De zwarte kleur van deze bodems wordt door sommige wetenschappers toegeschreven aan de aanwezigheid van een klein deel titaniferisch magnetiet of zelfs aan ijzer- en zwarte bestanddelen van het moedergesteente. De zwarte kleur van deze grond kan zelfs afkomstig zijn van kristallijne schisten en basische gneisen zoals in Tamil Nadu en delen van Andhra Pradesh. Verschillende tinten van de zwarte kleur, zoals diepzwart, halfzwart, oppervlakkig zwart of zelfs een mengsel van rood en zwart kunnen in deze groep grondsoorten worden aangetroffen.
De zwarte grond is zeer vochtvasthoudend.
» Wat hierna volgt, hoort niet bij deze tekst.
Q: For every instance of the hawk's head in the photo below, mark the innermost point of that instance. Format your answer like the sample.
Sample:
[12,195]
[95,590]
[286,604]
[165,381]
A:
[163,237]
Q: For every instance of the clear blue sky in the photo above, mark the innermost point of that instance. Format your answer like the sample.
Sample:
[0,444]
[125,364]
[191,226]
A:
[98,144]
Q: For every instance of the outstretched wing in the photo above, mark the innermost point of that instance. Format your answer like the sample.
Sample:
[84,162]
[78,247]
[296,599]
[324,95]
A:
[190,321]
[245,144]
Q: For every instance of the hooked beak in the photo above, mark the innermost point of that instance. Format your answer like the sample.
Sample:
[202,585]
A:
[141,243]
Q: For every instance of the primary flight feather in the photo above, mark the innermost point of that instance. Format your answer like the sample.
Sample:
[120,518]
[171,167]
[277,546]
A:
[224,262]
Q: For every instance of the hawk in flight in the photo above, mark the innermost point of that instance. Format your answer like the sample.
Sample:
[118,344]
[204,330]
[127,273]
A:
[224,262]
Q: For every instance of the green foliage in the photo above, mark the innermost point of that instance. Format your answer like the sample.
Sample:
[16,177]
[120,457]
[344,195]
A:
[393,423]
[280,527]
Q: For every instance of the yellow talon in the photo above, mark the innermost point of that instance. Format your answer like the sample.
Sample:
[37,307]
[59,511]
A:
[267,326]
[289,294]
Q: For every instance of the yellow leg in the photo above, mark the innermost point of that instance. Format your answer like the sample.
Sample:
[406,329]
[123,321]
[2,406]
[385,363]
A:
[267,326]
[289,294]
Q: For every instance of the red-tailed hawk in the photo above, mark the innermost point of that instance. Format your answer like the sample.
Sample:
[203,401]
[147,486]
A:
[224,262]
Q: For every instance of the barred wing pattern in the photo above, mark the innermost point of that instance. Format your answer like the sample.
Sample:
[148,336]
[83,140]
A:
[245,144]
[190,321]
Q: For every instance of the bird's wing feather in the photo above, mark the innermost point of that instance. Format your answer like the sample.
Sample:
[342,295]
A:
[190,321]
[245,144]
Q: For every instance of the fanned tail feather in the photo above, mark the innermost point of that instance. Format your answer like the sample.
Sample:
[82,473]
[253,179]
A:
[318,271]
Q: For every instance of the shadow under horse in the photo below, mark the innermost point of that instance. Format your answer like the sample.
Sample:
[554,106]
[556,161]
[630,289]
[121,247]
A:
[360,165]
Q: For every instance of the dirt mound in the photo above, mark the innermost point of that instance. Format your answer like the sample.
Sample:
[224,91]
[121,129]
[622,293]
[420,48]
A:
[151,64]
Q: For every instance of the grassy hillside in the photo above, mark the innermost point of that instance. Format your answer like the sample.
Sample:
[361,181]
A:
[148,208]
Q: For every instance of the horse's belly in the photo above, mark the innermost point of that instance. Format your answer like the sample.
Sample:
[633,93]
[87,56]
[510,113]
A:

Hij zwelt sterk op en wordt kleverig als hij in de regentijd nat is. Onder dergelijke omstandigheden is het bijna onmogelijk om op dergelijke grond te werken omdat de ploeg vast komt te zitten in de modder.
In het hete droge seizoen verdampt het vocht echter, de grond krimpt en wordt dichtgeplooid met brede en diepe scheuren, vaak 10 tot 15 cm breed en tot wel een meter diep. Hierdoor kan de bodem tot op voldoende grote diepte van zuurstof worden voorzien en is hij buitengewoon vruchtbaar.
De grond “slikt” zichzelf in door de losgemaakte deeltjes die van de grond in de scheuren vallen en houdt zo het bodemvocht vast. Deze grond wordt al eeuwenlang gebruikt voor het verbouwen van allerlei gewassen zonder toevoeging van kunstmest en meststoffen, of zelfs braaklegging met weinig of geen tekenen van uitputting.
Een typische zwarte grond is sterk argillair met een grote kleifactor, 62 procent of meer, zonder grind of grof zand. Hij bevat ook 10 procent aluminiumoxide, 9-10 procent ijzeroxide en 6-8 procent kalk- en magnesiumcarbonaten. Kalium is variabel (minder dan 0,5 procent) en fosfaten, stikstof en humus zijn laag. De structuur is kluiterig, maar soms brokkelig.
In alle regurgronden in het algemeen, en in die welke zijn afgeleid van ferromagnesische schisten in het bijzonder, is er een laag die rijk is aan kankerknobbels, gevormd door segregatie van calciumcarbonaat op lagere diepten. In het algemeen zijn de zwarte bodems van de hoogvlakten weinig vruchtbaar, maar in de valleien zijn zij donkerder, dieper en rijker.
Omdat zij zeer vruchtbaar zijn en goed vocht vasthouden, worden de zwarte bodems op grote schaal gebruikt voor de produktie van verscheidene belangrijke gewassen. Enkele van de belangrijkste gewassen die op de zwarte gronden worden verbouwd zijn katoen, tarwe, jowar, lijnzaad, Virginia-tabak, ricinus, zonnebloem en gierst. Rijst en suikerriet zijn even belangrijk wanneer irrigatiefaciliteiten beschikbaar zijn. Grote variëteiten groenten en fruit worden ook met succes op de zwarte gronden geteeld.